NEW YORK (TheStreet) -- July is here, and trading activity should die down as money managers go on vacation after their late-June portfolio rebalancing. That leaves us with the typical July market: there is usually lots of bullish action in momentum and speculative names.
Despite the possibility that the averages may not do much, I have mostly had great success in the seasonally strong period, starting around July 4 and ending around mid to late July. Afterwards the markets typically quiet down during the August doldrums through Labor Day.
Let's look at the Marty Zweig model for how to profit on this seasonal shift.
The Martin Zweig Model Would Probably Still Be Cautiously Bullish
The conditions for higher prices in the short run remain bullish unless further shocks like war, rising oil prices, etc., shake things up.
Marty Zweig was, in many people's view, the greatest market prognosticator of them all. If Zweig were still alive today, I believe he would say that the odds favor the bulls.
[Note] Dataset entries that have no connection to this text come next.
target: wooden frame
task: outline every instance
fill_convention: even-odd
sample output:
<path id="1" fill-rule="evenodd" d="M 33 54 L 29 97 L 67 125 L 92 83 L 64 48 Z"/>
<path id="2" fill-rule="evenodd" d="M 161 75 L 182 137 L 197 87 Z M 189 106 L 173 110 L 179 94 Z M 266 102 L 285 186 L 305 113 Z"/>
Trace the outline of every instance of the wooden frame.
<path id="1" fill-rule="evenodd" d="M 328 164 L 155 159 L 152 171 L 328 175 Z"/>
Zweig's stock market model was comprised of three components. Right now two out three of those components are bullish. I list them in order of importance in the model's weighting.
1. Federal Reserve policy, which is still simulative, despite the tapering.
Zweig famously coined the term "don't fight the Fed." Score one for the bulls -- although the quantitative easing policy was not in play during Zweig's day.
The true test of a potential change in monetary policy will come in the fall, when the taper ends and the Fed must decide whether to perform another round of QE or not. Until then, and unless Janet Yellen says something about Fed tightening, monetary policy is still bullish.
2. Market momentum, which is clearly bullish.
The market has been over its 200-day moving average for a record 402 days. Pullbacks over 5% are rare, and stocks are resiliently grinding higher.
3. Market sentiment, which is terrible -- it's at historically euphoric levels.
From the put/call ratio, which Zweig invented, to historically low bull/bear ratios, things are too giddy. Thus this looks bearish.
Milton Friedman Would Say Long Term Risks Abound
The thought of making money in an extended mature market during such precarious economic times sounds crazy.
In my last article, I posited that the monetary policy of the world's central bankers is producing poor, sputtering economic recoveries. Worse yet, inflation is starting appear.